Lyofiele colloïden zijn de colloïdale systemen waarin de gedispergeerde fase sterk is gebonden aan het dispersiemedium door middel van adsorptie. Als de twee fasen worden gescheiden met behulp van een scheidingstechniek zoals coagulatie, kan de sol eenvoudig opnieuw worden gemaakt door de fasen te mengen. Daarom worden lyofiele colloïden omkeerbare colloïden genoemd. Deze systemen zijn oplosmiddelminnend. Lyofiele colloïden hebben een lagere oppervlaktespanning en viscositeit dan het dispersiemedium. De deeltjes zijn niet gemakkelijk te observeren onder ultramicroscopische. De deeltjes worden uitgebreid gehydrateerd vanwege de aanwezigheid van polaire groepen in de lyofiele colloïden. Voorbeelden van lyofiele colloïden zijn zetmeel, eiwitten, gommen, metasiliczuren en zepen.
Wat zijn lyofobe colloïden?
Lyofobe colloïden vormen geen sterke interacties tussen de gedispergeerde fase en het dispersiemedium. De elektrische ladingen van de vaste deeltjes van de gedispergeerde fase en die van het dispersiemedium zorgen voor afstotingskrachten, die helpen om uit elkaar te blijven in het colloïdale systeem. Deze colloïden houden niet van oplosmiddelen. Lyofobe colloïden zijn minder stabiel; daarom wordt vaak een stabilisator gebruikt om dit systeem stabiel te maken. In sols van lyofobe colloïden kan de vaste gedispergeerde fase worden afgescheiden (gecoaguleerd) door toevoeging van een elektrolyt of verwarming. Als de deeltjes eenmaal zijn gescheiden, kunnen ze door middel van eenvoudig opnieuw mengen niet in de sols worden opgenomen. Daarom zijn deze colloïden onomkeerbaar.
Wat is het verschil tussen lyofiele en lyofobe colloïden?
Lyofiele versus lyofobe colloïden |
|
Lyofiele colloïden vormen een sterke interactie tussen de gedispergeerde fase en het dispersiemedium. | Lyofobe colloïden vormen weinig of geen interactie tussen gedispergeerde fase en dispersiemedium. |
Oplosbaarheid van oplosmiddel | |
Lyofiele colloïden houden van oplosmiddelen | Lyofobe colloïden haten oplosmiddelen |
Coagulatie na toevoeging van elektrolyten | |
Een paar elektrolyten veroorzaken geen coagulatie. | Zelfs kleine hoeveelheden veroorzaken coagulatie. |
Detectie van deeltjes in een ultramicroscoop | |
Deeltjes worden niet gemakkelijk gedetecteerd | Deeltjes worden gemakkelijk gedetecteerd |
Migratie van deeltjes in een elektrisch veld | |
Partikels kunnen wel of niet migreren, maar de migratie kan in elke richting plaatsvinden. | Deeltjes kunnen maar in één richting migreren. |
Voorbeelden | |
Zetmeel, tandvlees, eiwitten, zepen en metasiliczuren zijn enkele voorbeelden. | Metalen zoals platina, goud enz., metaalsulfiden en -hydroxiden, zwavel, enz. zijn enkele voorbeelden. |
Omkeerbaarheid | |
Als de twee fasen worden gescheiden door een scheidingstechniek te gebruiken, kan de sol eenvoudig opnieuw worden gemaakt door de fasen te mengen.
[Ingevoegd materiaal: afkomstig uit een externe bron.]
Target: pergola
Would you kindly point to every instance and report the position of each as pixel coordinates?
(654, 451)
Daarom worden ze omkeerbaar genoemd. | Zodra de deeltjes zijn gescheiden, kunnen ze niet door middel van eenvoudig opnieuw mengen in de sols worden opgenomen. Daarom worden ze onomkeerbaar genoemd. |
Samenvatting – Lyofiele versus lyofobe colloïden
Op basis van de aard van de interacties tussen de gedispergeerde fase en het dispersiemedium, worden de colloïden grofweg ingedeeld in twee typen: lyofiele en lyofobe colloïden. Lyofiele colloïden vormen sterke interacties tussen gedispergeerde en dispersiefasen, terwijl lyofobe colloïden geen sterke bindingen vormen. Dit is het belangrijkste verschil tussen lyofiele en lyofobe colloïden. Zetmeel, gommen, eiwitten, zepen en metasiliczuren zijn enkele voorbeelden van lyofiele colloïden, die omkeerbaar en oplosmiddelminnend zijn. Metalen zoals platina, goud, enz., metaalsulfiden en -hydroxiden en zwavel zijn enkele veelvoorkomende voorbeelden van lyofobe colloïden, die onomkeerbaar zijn en die oplosmiddelen haten.
Download PDF-versie van lyofiele versus lyofobe colloïden
U kunt de PDF-versie van dit artikel downloaden en gebruiken voor offline doeleinden volgens de citatienota. Download hier de PDF-versie. Verschil tussen lyofiele en lyofobe colloïden.